On the portable soundstage, a clean-cut band of young men played
up-tempo pop songs about love. The lead singer announced, "This is a
momentous occasion. Ten years of delicious food!" Young folks played
ping pong or waited in yet more lines--one line for hot dogs and another
line for birthday cake.
A guy standing in line, close to the burger stand, the promised land, offered to sell his spot for $100. "I'll even throw in a hand-job!" No one took him up on it.
A man working for the park changed the bags in the garbage cans, hauling
away the Shake Shack refuse. "I can't figure it out myself," he said.
"I never tried the burger. Some people I work with, they tried the
burger.
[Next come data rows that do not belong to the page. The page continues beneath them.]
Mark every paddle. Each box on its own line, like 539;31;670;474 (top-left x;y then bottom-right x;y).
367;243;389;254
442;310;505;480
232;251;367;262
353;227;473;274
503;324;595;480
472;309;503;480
Said it's nothing special. Nothing worth waiting in line for. In
my neighborhood, I can get a burger, too."
Then a grizzled man appeared by the fountain with a sign and an amplifier. He held up the sign, "Fracking = Death," and spoke into a microphone, saying, "We are apathetic as a country" and "Despite what you may think, New York City is not a corporation."
He asked people to pay attention to fracking and bring food to the hungry, but no one paid attention. A park ranger quickly interrupted and forced him to be quiet and move along. Unlike the thousands of people in line, he wasn't blocking any traffic.
Back at the end of the line, the acolytes were given the tragic news that the Humm
burger, with its coveted truffles, had sold out. But this was no
deterrent. "We'll wait for the regular burger," the people exclaimed. And they continued to wait.
Through the cake line, now stretched across the entire southern length of the park, came a ripple of excitement. The chef himself! Dominique Ansel, creator of the cronut, master in the dark art of getting people to wait in ridiculous lines, walked through, meeting and greeting, pressing the flesh, posing for photos as if he were the Pope. Girls squealed with delight and clicked selfies.
A group of young German tourists sat on a park bench, watching the whole scene with their mouths hanging open in disbelief. "This is crazy," said the young man. "They wait six hours? For a burger? We don't do this is Germany." The young woman added, "We wait in line for a concert, but that's an hour only, and it's to see a show, something that lasts, with memories. This--eating a burger--it's for a few minutes and then it's over. I don't understand."
They shook their heads. The young woman asked, "These people in line are all tourists, right? New Yorkers would never do this."
"Unfortunately," I told them, "this is what New Yorkers do now."
They looked confused. They asked where they could get a good burger and I directed them to Old Town Bar, a few blocks away, where there are delicious burgers in a real New York setting--and no lines.